Prior to World War II, traditional Hispanic cultural values expected women to be homemakers and they rarely left the home to earn an income. This outlook discouraged women from joining the military. Only a small number of Hispanic women had joined before World War II. The outbreak of World War II changed many cultural prohibitions. With the creation of the Women's Army Auxiliary Corps (WAAC), predecessor of the Women's Army Corps (WAC), and the U.S. Navy's Women Accepted for Volunteer Emergency Service (WAVES), women could assume certain administrative duties vacated by the men who were reassigned to combat zones. Most women who served in the military joined the WAACs. One of the first Hispanic women to serve in the USAAF was Staff Sergeant Eva Romero Jacques. Romero Jacques, who spoke Spanish and English and had three years of college spent two years in the Pacific Theater, 1944 in New Guinea and 1945 in the Philippines, as an administrative aide. She also survived a plane crash in New Guinea.

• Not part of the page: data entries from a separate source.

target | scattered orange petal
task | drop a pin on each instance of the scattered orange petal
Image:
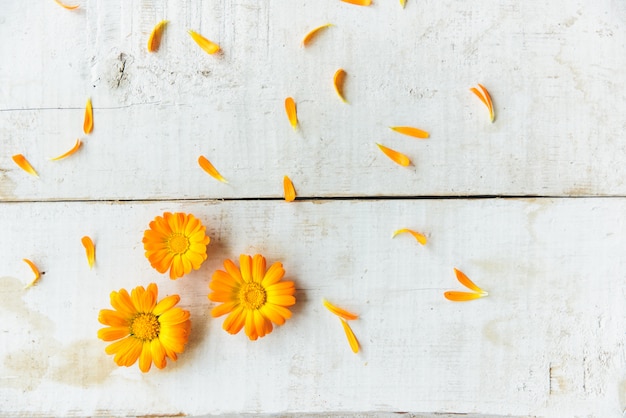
(154, 41)
(208, 46)
(421, 238)
(340, 312)
(484, 97)
(358, 2)
(354, 343)
(338, 81)
(465, 281)
(90, 249)
(66, 6)
(35, 270)
(410, 131)
(395, 156)
(88, 123)
(208, 167)
(70, 152)
(290, 108)
(311, 35)
(462, 296)
(23, 163)
(290, 191)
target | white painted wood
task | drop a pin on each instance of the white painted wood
(547, 342)
(555, 72)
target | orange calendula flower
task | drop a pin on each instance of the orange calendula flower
(154, 41)
(465, 296)
(358, 2)
(421, 238)
(23, 163)
(312, 34)
(354, 343)
(66, 6)
(176, 241)
(90, 250)
(70, 152)
(289, 190)
(340, 312)
(290, 108)
(410, 131)
(208, 46)
(208, 167)
(35, 270)
(88, 122)
(252, 296)
(396, 157)
(338, 80)
(484, 97)
(144, 329)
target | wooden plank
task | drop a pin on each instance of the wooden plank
(548, 341)
(554, 71)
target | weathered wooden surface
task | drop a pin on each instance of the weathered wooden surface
(547, 341)
(554, 70)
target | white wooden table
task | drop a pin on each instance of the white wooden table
(531, 207)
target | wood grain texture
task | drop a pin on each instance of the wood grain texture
(554, 71)
(548, 341)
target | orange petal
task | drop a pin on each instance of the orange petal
(354, 343)
(290, 108)
(485, 98)
(465, 281)
(358, 2)
(290, 191)
(35, 270)
(208, 46)
(70, 152)
(421, 238)
(489, 102)
(90, 249)
(309, 36)
(88, 123)
(66, 6)
(462, 296)
(23, 163)
(395, 156)
(342, 313)
(208, 167)
(154, 41)
(338, 81)
(410, 131)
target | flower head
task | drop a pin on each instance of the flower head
(176, 241)
(145, 330)
(252, 296)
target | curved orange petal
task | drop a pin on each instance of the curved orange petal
(154, 41)
(289, 190)
(338, 81)
(90, 250)
(340, 312)
(313, 33)
(290, 108)
(208, 46)
(208, 167)
(395, 156)
(411, 131)
(23, 163)
(70, 152)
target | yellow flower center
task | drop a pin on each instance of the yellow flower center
(178, 243)
(252, 295)
(145, 326)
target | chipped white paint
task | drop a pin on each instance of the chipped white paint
(547, 342)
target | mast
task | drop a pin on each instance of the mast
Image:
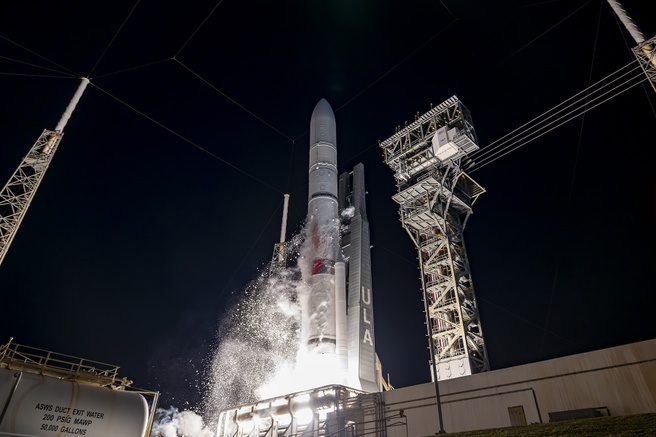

In 1944, the Army recruited women in Puerto Rico for a segregated Hispanic unit in the Women's Army Corps (WAC). Over 1,000 applications were received for the unit, which was to be composed of 200 women. After their basic training at Fort Oglethorpe, Georgia, the Puerto Rican WAC unit (Company 6, 2nd Battalion, 21st Regiment of the Women's Army Auxiliary Corps) was assigned to the New York Port of Embarkation to work in military offices planning the shipment of troops around the world. Among them was PFC Carmen García Rosado, who in 2006, authored and published a book titled "LAS WACS – Participacion de la Mujer Boricua en la Segunda Guerra Mundial" (The WACs –The Participation of the Puerto Rican Women in the Second World War), the first book to document the experiences of Puerto Rican women who participated in the war. Not all of the WAAC units were stationed in the mainland USA. In January 1943, the 149th WAAC Post Headquarters Company became the first WAAC unit to go overseas when they went to North Africa. Serving overseas was dangerous for women; if captured, WAACs, as "auxiliaries" serving with the Army rather than in it, did not have the same protections under international law as male soldiers. This issue did not apply to the WAVES, who were granted full military benefits.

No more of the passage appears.